Bhalla Strand is a structurally complex novel, set across two different historical periods (1910 and 2010), utilising a number of different narrative voices and elaborating on several themes. At its heart, however, is a relatively simple romantic tale – or rather, two tales, linked by a fictional Scottish island which in itself forms one of the key characters of the book.

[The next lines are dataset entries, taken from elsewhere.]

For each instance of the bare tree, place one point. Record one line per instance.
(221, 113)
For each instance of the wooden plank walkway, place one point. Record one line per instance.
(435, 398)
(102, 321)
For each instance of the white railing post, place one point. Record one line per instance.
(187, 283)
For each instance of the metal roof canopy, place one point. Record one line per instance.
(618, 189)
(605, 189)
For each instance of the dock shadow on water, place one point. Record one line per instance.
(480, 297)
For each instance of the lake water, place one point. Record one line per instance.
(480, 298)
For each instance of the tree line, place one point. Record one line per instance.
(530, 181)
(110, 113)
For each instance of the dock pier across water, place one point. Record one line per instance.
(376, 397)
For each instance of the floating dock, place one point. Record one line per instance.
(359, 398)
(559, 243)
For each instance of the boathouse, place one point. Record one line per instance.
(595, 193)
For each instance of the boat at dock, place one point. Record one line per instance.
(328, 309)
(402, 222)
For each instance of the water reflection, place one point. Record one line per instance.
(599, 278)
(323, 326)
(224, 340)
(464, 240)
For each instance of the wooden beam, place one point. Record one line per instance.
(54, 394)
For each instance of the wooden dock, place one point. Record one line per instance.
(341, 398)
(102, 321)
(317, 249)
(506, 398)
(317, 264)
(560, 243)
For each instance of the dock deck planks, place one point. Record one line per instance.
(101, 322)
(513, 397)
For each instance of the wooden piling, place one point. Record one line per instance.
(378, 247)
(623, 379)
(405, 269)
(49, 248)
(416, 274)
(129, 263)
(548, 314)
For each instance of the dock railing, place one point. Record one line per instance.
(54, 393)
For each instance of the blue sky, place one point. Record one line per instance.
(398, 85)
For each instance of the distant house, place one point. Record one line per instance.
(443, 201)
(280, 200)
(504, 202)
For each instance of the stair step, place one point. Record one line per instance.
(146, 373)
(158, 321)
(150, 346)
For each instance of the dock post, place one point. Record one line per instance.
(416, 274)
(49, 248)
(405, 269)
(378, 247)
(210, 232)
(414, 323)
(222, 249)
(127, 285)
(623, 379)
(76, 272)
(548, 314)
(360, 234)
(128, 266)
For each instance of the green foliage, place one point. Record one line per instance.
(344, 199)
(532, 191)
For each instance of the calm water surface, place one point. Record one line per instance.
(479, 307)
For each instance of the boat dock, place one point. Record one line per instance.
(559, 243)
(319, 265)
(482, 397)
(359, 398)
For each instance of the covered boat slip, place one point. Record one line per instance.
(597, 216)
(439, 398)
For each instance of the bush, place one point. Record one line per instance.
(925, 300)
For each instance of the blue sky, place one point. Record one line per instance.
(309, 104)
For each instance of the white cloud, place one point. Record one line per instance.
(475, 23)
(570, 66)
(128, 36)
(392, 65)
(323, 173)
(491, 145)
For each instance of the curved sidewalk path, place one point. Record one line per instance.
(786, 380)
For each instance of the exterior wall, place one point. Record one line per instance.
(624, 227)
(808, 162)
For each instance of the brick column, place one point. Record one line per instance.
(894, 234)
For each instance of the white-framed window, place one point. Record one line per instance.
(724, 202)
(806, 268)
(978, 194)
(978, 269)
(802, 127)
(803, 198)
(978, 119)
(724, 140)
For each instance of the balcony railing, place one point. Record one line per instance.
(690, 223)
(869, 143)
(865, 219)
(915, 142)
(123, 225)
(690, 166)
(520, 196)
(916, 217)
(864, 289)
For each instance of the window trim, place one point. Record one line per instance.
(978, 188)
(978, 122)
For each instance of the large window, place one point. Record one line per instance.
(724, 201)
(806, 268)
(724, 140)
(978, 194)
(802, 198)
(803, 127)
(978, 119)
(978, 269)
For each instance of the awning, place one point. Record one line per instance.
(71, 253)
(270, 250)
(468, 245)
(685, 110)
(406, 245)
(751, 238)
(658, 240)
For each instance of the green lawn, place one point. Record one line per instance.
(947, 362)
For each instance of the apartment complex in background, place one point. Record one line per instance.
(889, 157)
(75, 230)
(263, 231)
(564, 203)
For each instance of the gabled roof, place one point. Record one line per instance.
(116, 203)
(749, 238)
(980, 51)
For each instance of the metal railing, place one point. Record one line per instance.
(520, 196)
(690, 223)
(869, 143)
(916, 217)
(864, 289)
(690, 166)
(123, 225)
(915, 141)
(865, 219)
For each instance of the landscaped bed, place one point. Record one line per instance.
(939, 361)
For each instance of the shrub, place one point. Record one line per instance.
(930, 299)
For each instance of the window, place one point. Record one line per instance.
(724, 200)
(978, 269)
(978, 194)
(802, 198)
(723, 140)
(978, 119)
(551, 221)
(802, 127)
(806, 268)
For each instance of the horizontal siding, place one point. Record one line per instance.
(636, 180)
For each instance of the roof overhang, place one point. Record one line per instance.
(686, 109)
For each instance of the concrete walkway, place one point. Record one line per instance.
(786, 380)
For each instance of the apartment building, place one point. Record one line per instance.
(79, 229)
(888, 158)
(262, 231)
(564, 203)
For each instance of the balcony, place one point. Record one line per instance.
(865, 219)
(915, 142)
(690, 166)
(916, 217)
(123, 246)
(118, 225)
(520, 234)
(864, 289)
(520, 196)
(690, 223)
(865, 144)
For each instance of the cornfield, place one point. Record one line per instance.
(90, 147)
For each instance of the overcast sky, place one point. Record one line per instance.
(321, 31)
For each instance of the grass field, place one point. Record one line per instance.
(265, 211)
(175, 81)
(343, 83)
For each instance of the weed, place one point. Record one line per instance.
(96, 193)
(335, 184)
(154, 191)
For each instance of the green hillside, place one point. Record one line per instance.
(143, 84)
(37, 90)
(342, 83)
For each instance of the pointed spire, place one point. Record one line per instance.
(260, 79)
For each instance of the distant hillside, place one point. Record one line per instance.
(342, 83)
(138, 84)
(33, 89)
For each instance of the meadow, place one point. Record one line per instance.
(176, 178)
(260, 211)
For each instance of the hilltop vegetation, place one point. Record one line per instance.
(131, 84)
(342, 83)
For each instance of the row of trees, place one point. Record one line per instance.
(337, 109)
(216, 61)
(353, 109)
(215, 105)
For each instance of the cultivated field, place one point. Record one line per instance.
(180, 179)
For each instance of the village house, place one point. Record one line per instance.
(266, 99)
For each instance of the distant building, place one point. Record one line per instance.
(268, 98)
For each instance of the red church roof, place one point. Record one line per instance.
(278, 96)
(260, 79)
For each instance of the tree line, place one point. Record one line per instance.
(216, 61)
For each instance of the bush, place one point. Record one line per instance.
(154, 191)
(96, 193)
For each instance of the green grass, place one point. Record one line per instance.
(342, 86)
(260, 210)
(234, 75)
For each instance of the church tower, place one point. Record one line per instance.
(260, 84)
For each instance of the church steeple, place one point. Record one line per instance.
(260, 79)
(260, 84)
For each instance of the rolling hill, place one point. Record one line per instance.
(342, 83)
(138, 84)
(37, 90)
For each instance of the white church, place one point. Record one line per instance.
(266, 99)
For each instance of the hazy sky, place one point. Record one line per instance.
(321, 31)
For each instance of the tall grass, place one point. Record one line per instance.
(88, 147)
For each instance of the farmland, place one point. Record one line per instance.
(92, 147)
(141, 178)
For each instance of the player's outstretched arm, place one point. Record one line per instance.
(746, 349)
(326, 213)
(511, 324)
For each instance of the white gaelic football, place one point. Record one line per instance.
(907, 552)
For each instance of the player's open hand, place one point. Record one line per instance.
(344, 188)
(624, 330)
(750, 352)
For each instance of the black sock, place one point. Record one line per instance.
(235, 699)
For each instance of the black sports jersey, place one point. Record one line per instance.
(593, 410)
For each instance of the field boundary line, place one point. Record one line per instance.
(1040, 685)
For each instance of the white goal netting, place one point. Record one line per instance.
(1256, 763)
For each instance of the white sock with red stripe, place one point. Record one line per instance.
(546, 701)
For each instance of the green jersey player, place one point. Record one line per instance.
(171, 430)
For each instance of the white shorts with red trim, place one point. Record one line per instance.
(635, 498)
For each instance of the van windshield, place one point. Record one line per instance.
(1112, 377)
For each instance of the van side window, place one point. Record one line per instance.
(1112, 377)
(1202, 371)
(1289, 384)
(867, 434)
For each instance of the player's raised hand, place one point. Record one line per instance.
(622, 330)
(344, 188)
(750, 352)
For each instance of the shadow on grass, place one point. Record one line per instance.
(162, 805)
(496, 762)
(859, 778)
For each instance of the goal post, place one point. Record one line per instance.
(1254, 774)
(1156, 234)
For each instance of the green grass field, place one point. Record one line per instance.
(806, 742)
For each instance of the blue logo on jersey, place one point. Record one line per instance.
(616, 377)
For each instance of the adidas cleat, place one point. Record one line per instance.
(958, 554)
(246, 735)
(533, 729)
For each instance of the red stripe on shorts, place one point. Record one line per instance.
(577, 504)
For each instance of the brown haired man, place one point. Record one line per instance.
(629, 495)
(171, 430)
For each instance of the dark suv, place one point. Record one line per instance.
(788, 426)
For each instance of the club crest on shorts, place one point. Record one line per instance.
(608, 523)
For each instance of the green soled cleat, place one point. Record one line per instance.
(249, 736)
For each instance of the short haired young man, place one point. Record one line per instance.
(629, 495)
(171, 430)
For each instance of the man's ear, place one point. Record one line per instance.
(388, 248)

This is a plot-driven novel, and its core strength lies in this fact. The action is tightly plotted and the pacing is excellent. The novel starts in 2010, as Harriet Devereux travels to Bhalla House as its new owner, having unexpectedly inherited the property on a remote Hebridean island (based loosely on Harris). She travels there with plans for a restoration project – the house has been an empty wreck since 1945 – with potential development into a hotel and golf complex, as envisioned by her London boyfriend Giles. Once she arrives, however, she meets a range of local characters with their own agendas and connections to Bhalla House, including James Cameron, written as a classic romantic hero. The action is sparked when her initial plans for restoration are interrupted by the discovery of a skeleton under the conservatory, which takes the narrative back one hundred years.
The contemporary thread is woven into that from 1910, the latter of which constitutes roughly half of the book, and is by far its strongest element. This strand plots the history of the last resident of Bhalla House, Theo Blake, an artist of the Scottish Colourists school, from his days as a boy there in the 1890s to his strange death in 1945.
Although predominantly a romantic novel, other themes are touched upon which add some historical colour to the text. Social and economic tensions, both in 2010, but more fully developed in the 1910 sections, are prominent. References to land raiders, Clydeside strikes and socialism pepper the text, and indeed shape the character development of Cameron Forbes, the romantic hero in the 1910 sections. These themes are skipped over, unfortunately, in sometimes quite derivative ways, and never come centre stage. In the contemporary plotline, however, the proposed development of Bhalla House into a luxury golf resort will, for many readers ,have echoes of Donald Trump’s plans for Aberdeenshire and the controversies over environment, landscape and the rights of locals that he generated.
There is much here to interest the general reader then, and in particular those with affection for the historical novel and those who are familiar with and fond of the Scottish Hebrides. The great strength of this novel lies in its descriptions of the natural landscape and the birds and animals that live in it. The author captures very well the nature of life in the remote islands, the weather, skies, tone and regenerative qualities.
The novel is not without its weaknesses, however; chief among these is the character of Harriet Devereux, the peg on which much of the contemporary sections are hung. The overall impression is of someone who says almost nothing and who simply reacts to events in a depressingly over-emotional way. She spends a lot of time hugging mugs of tea and being shocked, and this key weakness opens up a distance between the characters and the reader, making it impossible to really suspend disbelief in a way which makes these types of novels enjoyable. The fact that she manages to dump one objectionable, bossy boyfriend, only to immediately replace him with another, Hebridean version also rather kills the romance of the book. Also, although the author’s credentials as an archaeologist stand her in good stead, there are the occasional anachronisms, which again have a detrimental effect on the reading experience. The author writes about ‘emotionally difficult territory’ for one of her Edwardian characters, for instance, which is not historically appropriate.
Overall, though, Bhalla Strand is a page-turning, unchallenging read; a genre-satisfying – if not entirely successful – romantic novel.